To get a rough guide of how many unique people visit a blog, techniques such as counting each unique IP address (a number given to each device connected to the Internet) or recording “cookies” (small text entries saved by your web browser for later retrieval) can be used. All methods have proponents and problems. For example, your IP address today might be different tomorrow, or many different computers could be simultaneously surfing under one number due to differences in how networks can be organized. Cookies have a lot of fans, but, increasingly, they can not be relied upon because so many people delete them manually or automatically via security and privacy software.
A further complication is that if you have readers who choose to take your content in feed form rather than view your blog in their web browser, your audience is actually larger than this statistic represents.
Advertisers, especially, like to know how many unique visitors your blog attracts in a given month, and if you are ever going to sell your blog, this metric will be extremely important also.
Visits
An individual visitor could make several visits to a blog.

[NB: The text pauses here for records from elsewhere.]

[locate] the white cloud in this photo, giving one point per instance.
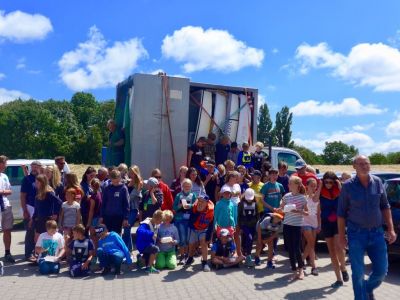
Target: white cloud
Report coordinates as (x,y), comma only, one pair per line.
(393,129)
(364,127)
(375,65)
(94,65)
(348,107)
(212,49)
(10,95)
(19,26)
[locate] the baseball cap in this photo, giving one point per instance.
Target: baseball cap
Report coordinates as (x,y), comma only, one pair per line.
(203,197)
(300,164)
(249,194)
(226,189)
(224,232)
(152,181)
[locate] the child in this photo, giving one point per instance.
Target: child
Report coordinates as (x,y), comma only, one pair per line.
(247,219)
(111,250)
(70,215)
(225,215)
(312,222)
(167,240)
(50,247)
(267,232)
(81,251)
(146,237)
(245,158)
(182,205)
(222,251)
(200,220)
(294,205)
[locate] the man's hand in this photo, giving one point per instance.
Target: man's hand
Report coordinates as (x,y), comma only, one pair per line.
(391,236)
(342,241)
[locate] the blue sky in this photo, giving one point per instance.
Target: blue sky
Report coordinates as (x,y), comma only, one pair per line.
(336,64)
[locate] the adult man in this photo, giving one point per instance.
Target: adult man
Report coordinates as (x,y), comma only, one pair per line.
(116,138)
(301,168)
(196,153)
(168,200)
(7,218)
(363,207)
(27,198)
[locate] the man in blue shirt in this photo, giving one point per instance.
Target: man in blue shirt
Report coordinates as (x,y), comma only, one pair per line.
(363,207)
(27,198)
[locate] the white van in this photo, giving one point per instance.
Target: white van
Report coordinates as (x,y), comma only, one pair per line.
(15,173)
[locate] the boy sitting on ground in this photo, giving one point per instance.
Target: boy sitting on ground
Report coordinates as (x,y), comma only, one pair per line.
(222,251)
(167,240)
(50,247)
(111,251)
(81,251)
(267,230)
(202,216)
(146,237)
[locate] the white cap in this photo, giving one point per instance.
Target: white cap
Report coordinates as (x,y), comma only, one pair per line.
(249,194)
(226,188)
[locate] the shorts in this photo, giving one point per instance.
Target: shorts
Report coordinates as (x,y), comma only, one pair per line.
(40,224)
(7,219)
(329,229)
(196,235)
(309,228)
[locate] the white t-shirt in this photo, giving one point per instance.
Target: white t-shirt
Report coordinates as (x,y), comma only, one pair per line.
(53,244)
(5,185)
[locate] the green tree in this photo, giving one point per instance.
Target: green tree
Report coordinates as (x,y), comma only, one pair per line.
(338,153)
(378,159)
(308,155)
(264,126)
(282,130)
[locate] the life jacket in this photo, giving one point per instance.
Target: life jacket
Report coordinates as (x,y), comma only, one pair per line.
(80,250)
(246,158)
(224,250)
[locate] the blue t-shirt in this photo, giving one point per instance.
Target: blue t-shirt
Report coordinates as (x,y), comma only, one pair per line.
(28,187)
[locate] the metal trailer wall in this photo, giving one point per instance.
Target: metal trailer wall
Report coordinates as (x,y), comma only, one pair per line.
(151,145)
(149,138)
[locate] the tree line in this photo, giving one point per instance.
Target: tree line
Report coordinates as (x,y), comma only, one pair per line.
(45,129)
(334,153)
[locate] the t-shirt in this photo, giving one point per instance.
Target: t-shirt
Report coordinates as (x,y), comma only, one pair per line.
(167,231)
(273,194)
(80,250)
(291,218)
(70,212)
(197,156)
(5,185)
(52,243)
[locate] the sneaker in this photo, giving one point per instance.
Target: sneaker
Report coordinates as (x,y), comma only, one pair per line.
(206,267)
(9,258)
(345,276)
(337,284)
(314,271)
(270,265)
(189,261)
(152,270)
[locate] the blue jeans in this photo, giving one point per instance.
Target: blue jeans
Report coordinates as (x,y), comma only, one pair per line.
(126,233)
(108,259)
(183,232)
(373,243)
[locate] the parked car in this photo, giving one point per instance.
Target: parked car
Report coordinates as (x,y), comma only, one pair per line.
(393,193)
(15,172)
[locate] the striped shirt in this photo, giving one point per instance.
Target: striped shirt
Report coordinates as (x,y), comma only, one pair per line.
(294,219)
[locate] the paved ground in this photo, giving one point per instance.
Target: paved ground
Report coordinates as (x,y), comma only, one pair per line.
(21,281)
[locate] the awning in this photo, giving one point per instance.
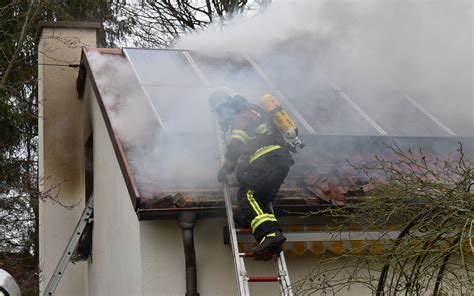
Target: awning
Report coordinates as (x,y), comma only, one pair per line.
(336,239)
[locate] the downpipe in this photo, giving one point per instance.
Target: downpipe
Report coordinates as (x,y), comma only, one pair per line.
(186,221)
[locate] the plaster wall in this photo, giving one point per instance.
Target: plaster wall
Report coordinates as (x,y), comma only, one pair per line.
(115,268)
(61,150)
(164,267)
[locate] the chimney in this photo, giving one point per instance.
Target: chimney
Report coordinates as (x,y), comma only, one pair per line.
(61,146)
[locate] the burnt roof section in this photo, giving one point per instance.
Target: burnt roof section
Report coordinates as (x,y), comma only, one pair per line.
(172,167)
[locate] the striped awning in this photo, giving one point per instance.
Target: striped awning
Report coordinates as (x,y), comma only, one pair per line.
(336,239)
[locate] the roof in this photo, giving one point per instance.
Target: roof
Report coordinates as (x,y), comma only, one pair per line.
(155,106)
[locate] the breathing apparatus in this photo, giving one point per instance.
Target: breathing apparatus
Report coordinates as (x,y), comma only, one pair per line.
(282,120)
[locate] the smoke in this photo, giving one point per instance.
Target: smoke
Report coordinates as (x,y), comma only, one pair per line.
(375,51)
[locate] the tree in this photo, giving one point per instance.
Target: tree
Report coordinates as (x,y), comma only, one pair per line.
(432,203)
(19,194)
(152,23)
(160,23)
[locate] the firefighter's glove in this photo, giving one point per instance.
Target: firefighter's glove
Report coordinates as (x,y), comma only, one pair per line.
(223,172)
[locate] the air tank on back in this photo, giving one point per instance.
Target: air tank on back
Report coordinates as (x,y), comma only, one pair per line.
(281,118)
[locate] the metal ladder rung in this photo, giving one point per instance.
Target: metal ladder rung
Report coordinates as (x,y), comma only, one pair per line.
(263,279)
(243,230)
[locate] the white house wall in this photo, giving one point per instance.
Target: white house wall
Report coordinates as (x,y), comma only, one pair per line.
(61,149)
(116,261)
(164,267)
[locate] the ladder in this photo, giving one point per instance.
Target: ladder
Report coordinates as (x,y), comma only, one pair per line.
(243,279)
(71,246)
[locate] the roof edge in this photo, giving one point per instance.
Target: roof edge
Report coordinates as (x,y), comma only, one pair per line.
(116,143)
(69,25)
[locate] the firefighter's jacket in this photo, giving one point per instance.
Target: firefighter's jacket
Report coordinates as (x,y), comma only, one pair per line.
(252,136)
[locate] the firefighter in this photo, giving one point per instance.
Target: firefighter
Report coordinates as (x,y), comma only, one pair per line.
(257,153)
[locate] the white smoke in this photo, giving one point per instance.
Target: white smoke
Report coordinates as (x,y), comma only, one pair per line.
(369,48)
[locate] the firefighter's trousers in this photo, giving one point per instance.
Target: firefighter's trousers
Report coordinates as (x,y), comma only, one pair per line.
(260,182)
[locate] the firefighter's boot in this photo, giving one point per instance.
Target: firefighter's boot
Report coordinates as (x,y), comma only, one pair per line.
(270,245)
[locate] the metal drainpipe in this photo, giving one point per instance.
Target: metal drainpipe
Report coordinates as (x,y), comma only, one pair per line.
(186,220)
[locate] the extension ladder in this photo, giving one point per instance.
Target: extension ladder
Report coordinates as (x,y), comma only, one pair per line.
(243,279)
(70,248)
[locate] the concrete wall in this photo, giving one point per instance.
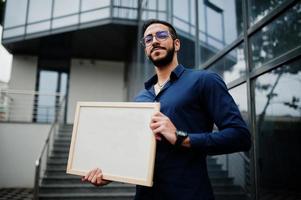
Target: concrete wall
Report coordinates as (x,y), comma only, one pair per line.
(23,77)
(20,146)
(95,81)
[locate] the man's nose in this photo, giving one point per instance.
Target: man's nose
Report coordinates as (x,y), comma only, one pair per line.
(155,41)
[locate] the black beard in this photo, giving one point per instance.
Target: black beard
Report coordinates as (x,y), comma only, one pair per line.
(165,60)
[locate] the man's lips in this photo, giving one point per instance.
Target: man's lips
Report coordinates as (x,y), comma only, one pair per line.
(157,48)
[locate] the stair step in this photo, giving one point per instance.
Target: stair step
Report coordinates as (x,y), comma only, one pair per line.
(88,196)
(86,188)
(230,196)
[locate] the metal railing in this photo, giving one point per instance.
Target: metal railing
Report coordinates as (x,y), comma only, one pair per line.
(28,106)
(40,164)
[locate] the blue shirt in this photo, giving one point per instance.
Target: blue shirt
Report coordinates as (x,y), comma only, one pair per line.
(194,100)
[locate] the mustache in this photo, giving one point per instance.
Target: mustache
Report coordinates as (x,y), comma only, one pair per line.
(157,47)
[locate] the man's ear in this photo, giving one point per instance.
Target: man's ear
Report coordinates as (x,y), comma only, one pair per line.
(177,45)
(145,54)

Visits are more reliably measured than unique visitors, but to compare results you have to agree on what constitutes a visit.
Visits are also sometimes termed “visitor sessions.” Depending on who you listen to and which software you use to measure, a session could be calculated in several ways. One popular way to determine a session is an unbroken stream of page views after a certain period of inactivity. If someone visits two pages ten minutes apart, is that two page views in one session or two visits?
Many website owners take note of average session length as a way to deter-mine how long people spend on their site. As websites become less about downloading pages and more interactivity within a page, session length is gaining attraction. The longer visitors spend looking at your content the better, because it means they were more engaged and according to media-types, gaining more affinity with your brand.
Page Views
Page views are the total number of pages read in a web browser. Most bloggers like to know how many page views they attract both on a daily and a monthly basis.
As well as the total page views, you also should monitor ratio of pages viewed per visitor. It is best to have both a high number of pages viewed and for the average visitor to read more than one page.
Each article you write will receive its own page views, and by comparing individual page counts you can work out which articles are gaining the most attention, giving you an idea what content your audience finds most interesting.
Hits
Hits count the number of requests sent for a file to the server.
This is a dated and largely unhelpful metric because every request for any file is counted. Though it sounds useful, in actual fact it gives you little information that is actionable. If you have a page containing four images, one request for that page is counted as five hits. To increase your hits you could just add an image to the page!
Due to the misleading nature of the metric few people use it seriously, and the phrase “hits” is often erroneously used in conversation and the media when what they actually mean is to describe traffic in general, or specifically visits or page views.